Since we were busy with other work, we did not actively use the netbook but just let it remain idle.
The juice in the fully charged netbook’s battery kept it going for 6 hours and 58 minutes. Cool.
Presumably, if we were running video, playing music or using it for other routine activities, the battery would not have lasted as long. Perhaps, 5 to 5 1/2 hours. Still, not bad.
Since we already have a secure wireless network in place, it took us only a few seconds to enter the network key (passcode) and log on to the Internet. Again, Internet access worked as well as it did earlier through the ethernet cable.
Lack of a CD/DVD drive is the single biggest issue with this netbook.
This means if you want to install drivers or other software, you either have to download it off the Internet or purchase an external CD/DVD drive for about $65 from an online store like Amazon or Newegg or your local BestBuy, OfficeMax or Staples.
You also need the external drive to create a recovery disc in case something goes horribly wrong with the netbook and you want to restore things to the original factory setting.
Then there are some minor issues like the crapware for trial versions of Carbonite backup and Microsoft Office 2007.

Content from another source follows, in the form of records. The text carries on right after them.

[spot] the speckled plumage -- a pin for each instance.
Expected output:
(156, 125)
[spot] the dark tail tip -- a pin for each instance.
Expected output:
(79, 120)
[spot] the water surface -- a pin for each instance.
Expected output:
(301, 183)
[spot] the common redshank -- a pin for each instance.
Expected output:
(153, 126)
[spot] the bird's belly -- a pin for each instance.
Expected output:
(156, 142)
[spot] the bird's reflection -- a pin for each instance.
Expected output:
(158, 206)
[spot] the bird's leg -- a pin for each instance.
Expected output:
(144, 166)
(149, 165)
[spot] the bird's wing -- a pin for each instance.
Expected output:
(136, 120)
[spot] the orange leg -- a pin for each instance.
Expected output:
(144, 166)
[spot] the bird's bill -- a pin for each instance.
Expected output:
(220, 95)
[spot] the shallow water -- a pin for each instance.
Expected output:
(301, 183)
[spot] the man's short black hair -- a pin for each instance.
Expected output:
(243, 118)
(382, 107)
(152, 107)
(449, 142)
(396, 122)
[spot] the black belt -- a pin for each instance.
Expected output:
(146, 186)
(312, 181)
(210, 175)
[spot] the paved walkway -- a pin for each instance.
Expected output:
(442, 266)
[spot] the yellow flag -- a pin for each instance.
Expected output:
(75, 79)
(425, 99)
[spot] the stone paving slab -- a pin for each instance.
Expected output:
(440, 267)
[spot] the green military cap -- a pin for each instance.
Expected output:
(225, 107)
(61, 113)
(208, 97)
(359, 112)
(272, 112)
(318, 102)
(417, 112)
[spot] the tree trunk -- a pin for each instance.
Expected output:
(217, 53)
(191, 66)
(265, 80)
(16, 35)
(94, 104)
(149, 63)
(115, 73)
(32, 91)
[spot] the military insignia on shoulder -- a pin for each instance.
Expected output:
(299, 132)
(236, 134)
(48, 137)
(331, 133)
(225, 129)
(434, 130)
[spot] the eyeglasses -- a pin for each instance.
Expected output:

But our complaints are mostly minor (except for the lack of a CD/DVD drive).
Overall, we’d say the Acer AspireOne 10.1-inch AOD 150-1165 netbook is a decent product for those tired of lugging around bulky notebooks with short battery lives.
But before you decide to buy it, you might also want to look at the Asus Eee PC 1000he 10.1-inch netbook for its longer battery life.